Choo, Silvana X.a,b; Bosch, Jackiea; Richardson, Juliea; Stratford, Paula; Harris, Jocelyn E.a

International Journal of Rehabilitation Research: December 2018 - Volume 41 - Issue 4 - p 297–303
doi: 10.1097/MRR.0000000000000318
Original articles

Upper limb deficits are common sequelae after a stroke and negatively affect daily living and quality of life. The use of outcome measures to evaluate upper limb function is essential to assess sensorimotor recovery and to determine the effectiveness of rehabilitation. The aim of this study was to estimate the construct validity and inter-rater reliability of three shortened versions of the Singapore version of the Chedoke Arm and Hand Activity Inventory (CAHAI-SG) comprising seven, eight, and nine test items.

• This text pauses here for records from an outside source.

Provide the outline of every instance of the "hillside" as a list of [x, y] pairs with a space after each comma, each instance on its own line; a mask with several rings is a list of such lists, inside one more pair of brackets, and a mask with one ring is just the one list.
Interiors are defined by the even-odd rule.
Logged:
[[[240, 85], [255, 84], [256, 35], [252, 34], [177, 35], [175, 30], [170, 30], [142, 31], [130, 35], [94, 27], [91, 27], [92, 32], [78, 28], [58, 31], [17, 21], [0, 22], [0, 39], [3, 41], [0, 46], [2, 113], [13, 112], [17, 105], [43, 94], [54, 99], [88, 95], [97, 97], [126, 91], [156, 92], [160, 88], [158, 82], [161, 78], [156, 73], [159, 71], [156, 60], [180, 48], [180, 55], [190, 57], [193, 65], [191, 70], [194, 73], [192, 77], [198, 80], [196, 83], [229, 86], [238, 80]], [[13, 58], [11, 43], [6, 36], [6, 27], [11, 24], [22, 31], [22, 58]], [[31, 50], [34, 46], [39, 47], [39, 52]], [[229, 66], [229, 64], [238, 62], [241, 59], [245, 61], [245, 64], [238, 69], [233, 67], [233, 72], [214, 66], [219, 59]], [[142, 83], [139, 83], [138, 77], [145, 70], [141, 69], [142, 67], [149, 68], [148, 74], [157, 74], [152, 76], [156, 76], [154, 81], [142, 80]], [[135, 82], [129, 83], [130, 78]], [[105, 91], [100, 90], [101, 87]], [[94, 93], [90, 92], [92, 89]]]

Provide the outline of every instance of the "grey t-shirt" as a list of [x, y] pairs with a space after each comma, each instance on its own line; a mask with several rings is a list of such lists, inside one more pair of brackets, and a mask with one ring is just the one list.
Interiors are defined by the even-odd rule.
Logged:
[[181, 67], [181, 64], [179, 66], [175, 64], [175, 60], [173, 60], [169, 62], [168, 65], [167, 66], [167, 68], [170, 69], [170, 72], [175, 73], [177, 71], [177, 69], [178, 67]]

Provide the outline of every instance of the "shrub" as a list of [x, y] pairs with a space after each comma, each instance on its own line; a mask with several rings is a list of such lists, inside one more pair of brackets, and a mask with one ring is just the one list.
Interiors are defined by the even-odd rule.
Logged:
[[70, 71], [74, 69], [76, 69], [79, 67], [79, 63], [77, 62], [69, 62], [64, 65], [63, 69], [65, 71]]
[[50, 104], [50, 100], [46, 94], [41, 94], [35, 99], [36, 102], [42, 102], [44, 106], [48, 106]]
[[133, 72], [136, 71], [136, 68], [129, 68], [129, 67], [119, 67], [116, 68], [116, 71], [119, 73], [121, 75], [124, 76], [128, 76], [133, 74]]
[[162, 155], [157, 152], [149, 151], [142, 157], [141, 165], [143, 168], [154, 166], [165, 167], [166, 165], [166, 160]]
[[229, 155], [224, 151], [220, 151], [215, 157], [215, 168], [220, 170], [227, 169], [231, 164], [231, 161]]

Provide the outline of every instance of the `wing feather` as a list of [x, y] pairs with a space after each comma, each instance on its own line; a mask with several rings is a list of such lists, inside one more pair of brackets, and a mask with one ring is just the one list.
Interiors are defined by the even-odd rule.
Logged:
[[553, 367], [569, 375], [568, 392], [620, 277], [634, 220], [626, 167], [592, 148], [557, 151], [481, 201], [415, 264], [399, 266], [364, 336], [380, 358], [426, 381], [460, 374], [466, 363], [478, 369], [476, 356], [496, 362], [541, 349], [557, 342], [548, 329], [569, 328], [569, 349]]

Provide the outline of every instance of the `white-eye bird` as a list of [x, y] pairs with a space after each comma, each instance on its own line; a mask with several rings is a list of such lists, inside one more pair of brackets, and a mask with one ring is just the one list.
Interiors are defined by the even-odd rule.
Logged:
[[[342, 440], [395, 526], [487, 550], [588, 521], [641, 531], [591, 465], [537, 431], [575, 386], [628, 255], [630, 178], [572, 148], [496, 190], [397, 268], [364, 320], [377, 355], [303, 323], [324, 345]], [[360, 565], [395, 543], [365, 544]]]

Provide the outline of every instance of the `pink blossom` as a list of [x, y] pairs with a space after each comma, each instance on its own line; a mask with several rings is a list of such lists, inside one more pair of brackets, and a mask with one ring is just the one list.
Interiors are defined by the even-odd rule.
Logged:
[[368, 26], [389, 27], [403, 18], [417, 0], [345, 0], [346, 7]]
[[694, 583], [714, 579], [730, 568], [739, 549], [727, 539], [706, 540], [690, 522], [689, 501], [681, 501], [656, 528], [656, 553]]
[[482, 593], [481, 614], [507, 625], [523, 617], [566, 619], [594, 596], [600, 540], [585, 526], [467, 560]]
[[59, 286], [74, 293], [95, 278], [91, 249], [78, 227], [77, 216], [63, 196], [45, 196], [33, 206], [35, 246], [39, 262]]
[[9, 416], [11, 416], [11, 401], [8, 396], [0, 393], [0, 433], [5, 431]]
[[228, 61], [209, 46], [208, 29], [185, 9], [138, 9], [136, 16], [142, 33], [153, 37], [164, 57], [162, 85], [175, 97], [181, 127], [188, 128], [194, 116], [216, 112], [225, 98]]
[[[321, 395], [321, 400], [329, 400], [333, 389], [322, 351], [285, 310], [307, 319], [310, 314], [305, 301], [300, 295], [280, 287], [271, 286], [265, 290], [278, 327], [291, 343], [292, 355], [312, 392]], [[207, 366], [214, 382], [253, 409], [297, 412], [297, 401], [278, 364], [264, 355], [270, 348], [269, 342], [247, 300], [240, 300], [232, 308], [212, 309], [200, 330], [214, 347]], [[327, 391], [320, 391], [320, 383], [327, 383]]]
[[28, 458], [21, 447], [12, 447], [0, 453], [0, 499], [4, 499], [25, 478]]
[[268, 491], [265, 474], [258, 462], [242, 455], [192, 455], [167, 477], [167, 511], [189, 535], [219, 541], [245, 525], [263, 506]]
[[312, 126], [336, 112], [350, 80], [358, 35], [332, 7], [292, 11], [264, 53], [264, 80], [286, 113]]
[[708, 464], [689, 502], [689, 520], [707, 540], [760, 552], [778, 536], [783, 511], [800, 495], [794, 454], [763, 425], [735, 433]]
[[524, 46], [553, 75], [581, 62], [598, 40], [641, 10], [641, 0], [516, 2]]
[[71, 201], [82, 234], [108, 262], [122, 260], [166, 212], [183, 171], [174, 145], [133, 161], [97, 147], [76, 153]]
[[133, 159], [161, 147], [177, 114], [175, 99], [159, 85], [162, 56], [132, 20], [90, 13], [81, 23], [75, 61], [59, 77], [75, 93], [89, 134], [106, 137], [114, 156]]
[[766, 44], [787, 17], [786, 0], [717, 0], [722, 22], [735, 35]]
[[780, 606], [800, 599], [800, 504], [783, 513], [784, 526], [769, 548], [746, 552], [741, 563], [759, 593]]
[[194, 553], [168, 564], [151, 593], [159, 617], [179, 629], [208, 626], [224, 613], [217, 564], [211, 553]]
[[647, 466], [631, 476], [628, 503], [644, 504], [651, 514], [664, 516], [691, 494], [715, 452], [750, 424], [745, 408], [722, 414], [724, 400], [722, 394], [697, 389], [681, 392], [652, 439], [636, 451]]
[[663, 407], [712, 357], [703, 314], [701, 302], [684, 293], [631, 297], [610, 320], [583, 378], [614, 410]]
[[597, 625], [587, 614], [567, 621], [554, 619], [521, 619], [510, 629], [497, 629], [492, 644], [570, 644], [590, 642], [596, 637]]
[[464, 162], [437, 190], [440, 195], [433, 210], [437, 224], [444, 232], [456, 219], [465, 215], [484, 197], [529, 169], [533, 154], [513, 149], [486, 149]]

The sample consisted of 55 inpatients with acute/subacute stroke to whom the CAHAI-SG, Fugl-Meyer Assessment of Upper Extremity (FMA-UE) and the Action Research Arm Test (ARAT) were administered. To estimate convergent and discriminative construct validity, Spearman’s rank correlation coefficient and 95% confidence intervals were computed for CAHAI-SG scores with FMA-UE and ARAT scores. Reliability was estimated using intraclass correlation coefficient (relative reliability) and the standard error of measurement (absolute reliability). Convergent validity with the FMA-UE was 0.79, 0.80, and 0.81 for seven-item, eight-item, and nine-item versions of the CAHAI-SG, respectively, and 0.81 with the ARAT for all shortened versions. Discriminative validity with the FMA-UE pain subscale was between 0.37 and 0.38. The absolute reliability was 3.09, 3.65, and 3.98, and relative reliability was 0.96, 0.95, and 0.96 for the seven-item, eight-item, and nine-item versions, respectively. All shortened versions of the CAHAI-SG demonstrated similar psychometric properties to the full (13 item) version, meaning clinicians may use these shorter versions that require less time to administer and score.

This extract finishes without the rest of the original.